Some Joel and Ethan Cohen films finally came in from Homestart over Xmas.They are good independent American filmmakers who avoid the holier than thou ' indie' ethos that rejects the Hollywood studio system and often degenerates into poor craft and self-expression. I watched The Big Lebowski (1998) last night. I have yet to see Arizona and The Hudsucker Proxy.

CohenBros.jpg

The Big Lebowski is an absurdist comedy based on a particularised, crazy Los Angeles artistic, business and unemployed communities, that is constructed around a stoned slacker with counterculture roots (a '70s throwback), a ruined rug, bowling, nihilists, pornographers, kidnapping, money gone astray, music (Bob Dylan's and Creedence Clearwater Revival) and mistaken identities. Virtually ignored by critics and audiences when it first hit the cinemas in 1998, it has become a cult classic.

Like the brillant Fargo, it also depicts a world of chaos that flows, bleak foolishness, things going wrong--ie., not going to plan---and the offbeat humour amidst disasters.

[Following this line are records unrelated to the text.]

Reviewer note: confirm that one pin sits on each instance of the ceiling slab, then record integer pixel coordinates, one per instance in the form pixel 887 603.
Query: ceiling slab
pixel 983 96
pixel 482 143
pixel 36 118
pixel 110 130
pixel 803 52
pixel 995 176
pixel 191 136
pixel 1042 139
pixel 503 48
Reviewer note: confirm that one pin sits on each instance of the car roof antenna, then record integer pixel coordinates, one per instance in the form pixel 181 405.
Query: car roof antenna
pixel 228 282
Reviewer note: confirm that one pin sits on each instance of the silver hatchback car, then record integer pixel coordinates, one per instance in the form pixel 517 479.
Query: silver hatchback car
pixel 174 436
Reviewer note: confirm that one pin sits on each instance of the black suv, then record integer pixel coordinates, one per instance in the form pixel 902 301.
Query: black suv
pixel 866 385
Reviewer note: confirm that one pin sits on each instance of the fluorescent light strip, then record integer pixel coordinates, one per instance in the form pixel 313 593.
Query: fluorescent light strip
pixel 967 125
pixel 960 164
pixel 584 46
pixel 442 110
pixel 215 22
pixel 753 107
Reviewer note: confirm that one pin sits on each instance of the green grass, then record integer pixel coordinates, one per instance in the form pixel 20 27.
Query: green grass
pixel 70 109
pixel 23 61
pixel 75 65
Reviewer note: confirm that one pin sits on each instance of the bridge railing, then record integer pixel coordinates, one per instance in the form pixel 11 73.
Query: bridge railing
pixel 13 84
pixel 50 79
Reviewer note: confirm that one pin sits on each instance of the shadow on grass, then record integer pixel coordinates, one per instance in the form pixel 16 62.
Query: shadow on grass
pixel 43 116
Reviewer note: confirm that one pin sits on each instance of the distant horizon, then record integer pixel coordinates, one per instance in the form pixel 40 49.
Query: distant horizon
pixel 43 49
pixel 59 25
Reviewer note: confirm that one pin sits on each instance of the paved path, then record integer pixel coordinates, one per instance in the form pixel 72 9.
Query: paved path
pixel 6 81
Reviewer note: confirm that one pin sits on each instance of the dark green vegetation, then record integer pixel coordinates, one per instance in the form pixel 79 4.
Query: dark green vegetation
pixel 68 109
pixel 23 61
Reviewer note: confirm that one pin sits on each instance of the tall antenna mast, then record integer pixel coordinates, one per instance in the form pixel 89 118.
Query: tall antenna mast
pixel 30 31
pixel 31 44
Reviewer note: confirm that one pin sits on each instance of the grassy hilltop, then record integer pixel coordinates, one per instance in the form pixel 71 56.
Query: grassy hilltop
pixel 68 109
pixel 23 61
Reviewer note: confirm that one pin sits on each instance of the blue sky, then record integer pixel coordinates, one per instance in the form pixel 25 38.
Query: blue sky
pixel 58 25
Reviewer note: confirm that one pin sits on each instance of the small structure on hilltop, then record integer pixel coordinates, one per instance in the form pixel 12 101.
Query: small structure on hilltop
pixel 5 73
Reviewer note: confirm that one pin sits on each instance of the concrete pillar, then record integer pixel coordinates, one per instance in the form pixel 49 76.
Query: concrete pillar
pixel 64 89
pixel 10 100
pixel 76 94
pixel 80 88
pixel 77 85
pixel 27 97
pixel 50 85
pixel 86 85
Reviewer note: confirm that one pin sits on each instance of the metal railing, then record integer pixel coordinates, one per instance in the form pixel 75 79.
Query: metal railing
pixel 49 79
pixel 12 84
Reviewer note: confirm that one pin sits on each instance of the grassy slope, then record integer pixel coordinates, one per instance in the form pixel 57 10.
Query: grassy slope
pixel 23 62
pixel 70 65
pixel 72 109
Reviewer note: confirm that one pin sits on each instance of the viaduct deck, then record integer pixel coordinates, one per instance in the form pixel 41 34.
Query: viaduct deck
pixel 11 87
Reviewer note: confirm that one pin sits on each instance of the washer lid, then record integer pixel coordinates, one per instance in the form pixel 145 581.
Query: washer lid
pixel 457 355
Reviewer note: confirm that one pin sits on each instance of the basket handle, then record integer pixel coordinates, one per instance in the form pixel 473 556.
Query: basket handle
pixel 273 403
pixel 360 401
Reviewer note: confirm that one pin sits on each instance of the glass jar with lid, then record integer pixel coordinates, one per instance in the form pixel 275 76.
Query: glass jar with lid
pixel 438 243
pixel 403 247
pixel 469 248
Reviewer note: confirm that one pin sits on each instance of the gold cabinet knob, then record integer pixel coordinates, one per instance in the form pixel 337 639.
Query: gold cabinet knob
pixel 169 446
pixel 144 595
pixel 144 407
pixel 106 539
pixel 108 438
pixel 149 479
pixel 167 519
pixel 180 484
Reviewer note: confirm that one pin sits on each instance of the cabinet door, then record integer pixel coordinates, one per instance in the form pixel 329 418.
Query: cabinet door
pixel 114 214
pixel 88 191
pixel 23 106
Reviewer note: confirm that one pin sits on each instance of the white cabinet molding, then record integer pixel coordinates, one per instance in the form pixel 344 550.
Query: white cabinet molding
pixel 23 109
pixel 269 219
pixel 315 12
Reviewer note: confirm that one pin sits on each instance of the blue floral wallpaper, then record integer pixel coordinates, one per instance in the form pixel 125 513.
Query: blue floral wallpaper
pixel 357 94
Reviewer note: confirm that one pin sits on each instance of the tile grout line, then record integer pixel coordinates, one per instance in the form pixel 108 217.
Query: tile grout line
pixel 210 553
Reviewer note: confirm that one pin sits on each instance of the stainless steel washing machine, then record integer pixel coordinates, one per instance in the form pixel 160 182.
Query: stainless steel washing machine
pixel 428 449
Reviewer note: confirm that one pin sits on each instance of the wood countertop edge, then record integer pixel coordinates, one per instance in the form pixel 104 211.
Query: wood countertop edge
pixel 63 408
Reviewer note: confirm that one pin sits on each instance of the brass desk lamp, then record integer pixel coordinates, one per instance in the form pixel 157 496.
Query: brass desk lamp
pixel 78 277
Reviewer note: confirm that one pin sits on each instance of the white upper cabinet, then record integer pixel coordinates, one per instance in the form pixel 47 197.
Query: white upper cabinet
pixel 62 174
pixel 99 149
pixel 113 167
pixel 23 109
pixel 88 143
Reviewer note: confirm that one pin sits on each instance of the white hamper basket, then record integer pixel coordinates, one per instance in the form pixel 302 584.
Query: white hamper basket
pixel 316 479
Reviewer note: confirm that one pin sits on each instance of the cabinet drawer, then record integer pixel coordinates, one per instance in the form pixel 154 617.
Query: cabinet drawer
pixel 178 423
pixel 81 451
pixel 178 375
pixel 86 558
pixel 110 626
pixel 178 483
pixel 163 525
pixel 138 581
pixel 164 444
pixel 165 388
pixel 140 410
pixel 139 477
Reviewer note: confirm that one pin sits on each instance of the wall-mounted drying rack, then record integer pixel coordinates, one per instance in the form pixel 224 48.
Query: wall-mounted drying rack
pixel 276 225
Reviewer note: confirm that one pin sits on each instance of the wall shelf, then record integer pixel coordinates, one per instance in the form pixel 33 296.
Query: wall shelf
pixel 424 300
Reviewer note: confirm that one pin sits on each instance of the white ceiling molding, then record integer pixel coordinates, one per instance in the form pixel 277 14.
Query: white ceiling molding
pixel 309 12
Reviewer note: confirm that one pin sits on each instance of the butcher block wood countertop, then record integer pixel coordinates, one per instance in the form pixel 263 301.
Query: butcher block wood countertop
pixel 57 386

It has a (parody of a) Busby Berkeley-style dream sequence. It--- the narrative doesn't go anywhere-- and yet it somehow hangs together as a story. In this film the narrative is tied together by a voice -over-narrative that reflects on the significance of the events of the central character (the ex-radical pot smoking Dude) drifting along, not part of the life around him. Tis around the 1990s, the time of the first Iraqi war, but the narrative disintegrates into forgetfulness. The events are so chaotic that those living it cannot explain the story to anyone.

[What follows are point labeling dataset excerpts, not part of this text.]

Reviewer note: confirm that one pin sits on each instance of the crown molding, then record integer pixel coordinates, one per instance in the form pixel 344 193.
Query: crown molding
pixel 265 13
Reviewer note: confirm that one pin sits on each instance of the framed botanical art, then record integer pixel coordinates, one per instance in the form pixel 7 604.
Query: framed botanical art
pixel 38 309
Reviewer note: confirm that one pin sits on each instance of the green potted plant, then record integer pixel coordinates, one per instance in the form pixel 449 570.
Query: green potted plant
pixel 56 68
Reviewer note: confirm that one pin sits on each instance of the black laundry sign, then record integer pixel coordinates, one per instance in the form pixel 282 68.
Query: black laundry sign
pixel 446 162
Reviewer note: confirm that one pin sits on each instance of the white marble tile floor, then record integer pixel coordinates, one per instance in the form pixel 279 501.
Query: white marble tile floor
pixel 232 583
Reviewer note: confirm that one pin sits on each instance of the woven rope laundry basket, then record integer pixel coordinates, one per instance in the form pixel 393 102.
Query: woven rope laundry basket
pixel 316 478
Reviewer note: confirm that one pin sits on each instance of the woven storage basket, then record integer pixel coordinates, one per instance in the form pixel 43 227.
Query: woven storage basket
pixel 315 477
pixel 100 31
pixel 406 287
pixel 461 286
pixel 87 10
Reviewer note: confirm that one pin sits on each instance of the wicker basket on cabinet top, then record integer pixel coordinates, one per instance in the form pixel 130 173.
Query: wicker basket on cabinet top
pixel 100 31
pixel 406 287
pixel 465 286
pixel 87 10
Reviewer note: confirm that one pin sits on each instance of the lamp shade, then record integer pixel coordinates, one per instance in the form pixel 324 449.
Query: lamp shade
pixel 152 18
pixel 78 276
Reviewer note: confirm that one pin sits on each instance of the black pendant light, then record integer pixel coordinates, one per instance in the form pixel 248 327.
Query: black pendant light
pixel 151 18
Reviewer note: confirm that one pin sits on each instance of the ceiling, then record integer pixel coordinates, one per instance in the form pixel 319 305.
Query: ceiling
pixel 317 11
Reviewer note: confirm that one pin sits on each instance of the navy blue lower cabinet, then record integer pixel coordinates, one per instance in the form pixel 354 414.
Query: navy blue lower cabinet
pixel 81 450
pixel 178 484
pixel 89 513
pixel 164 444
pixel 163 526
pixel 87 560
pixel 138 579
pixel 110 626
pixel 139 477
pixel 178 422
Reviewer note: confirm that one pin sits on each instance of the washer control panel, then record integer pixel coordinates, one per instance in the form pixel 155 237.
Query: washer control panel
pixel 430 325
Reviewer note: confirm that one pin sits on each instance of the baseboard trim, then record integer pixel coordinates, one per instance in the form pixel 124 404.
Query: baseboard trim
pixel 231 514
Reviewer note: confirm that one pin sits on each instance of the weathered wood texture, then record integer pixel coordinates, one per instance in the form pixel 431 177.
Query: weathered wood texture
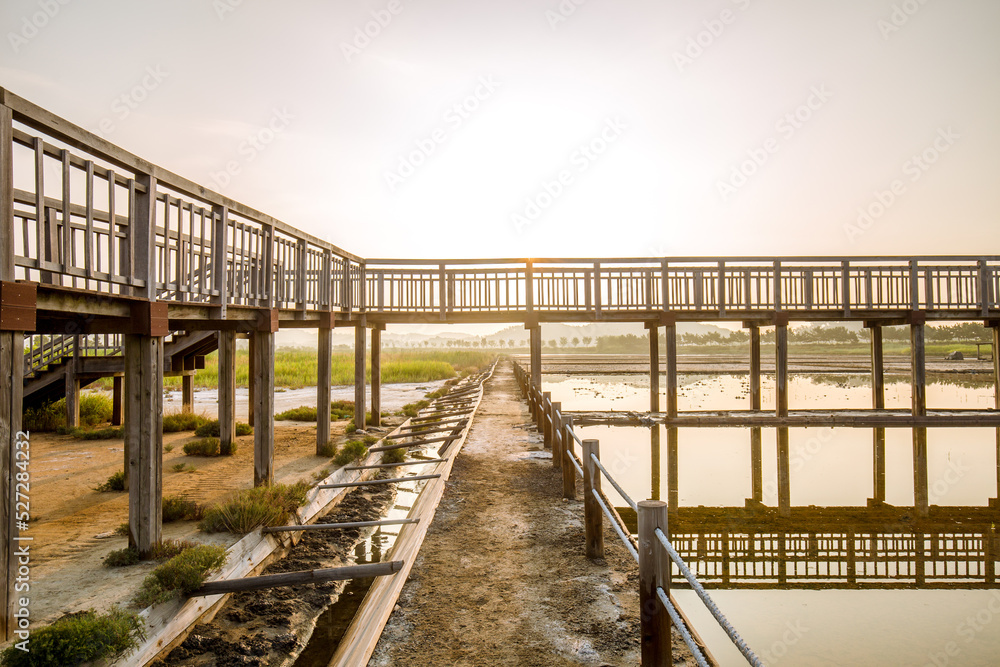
pixel 144 438
pixel 263 425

Things, events, characters, ocome and go without having a reason to be.

The centre of the film is the bowling alley. The bowling alleys are more than a refuge -- a place where losers, dreamers, and blowhards form a little community and find peace in a competition. They are the centerpiece of the film, with some stunning cinematography (eg., a bowling ball traveling down the lane from inside one of the holes), wth this world of rules and regulations standing in contrast to chaos swirling all around. Bowling maybe life but the big bowling match never eventuates.

| Posted by Gary Sauer-Thompson at 03:44 PM | | Comments (2)
Comments

Comments

Gary, I saw the film when it came out. It was thoroughly entertaining. Did you notice that the thugs in one scene had a cricket bat?

John,
nope. I didn't.

There was certainly a lot of wry and offbeat humour throughout the film, in both word and image.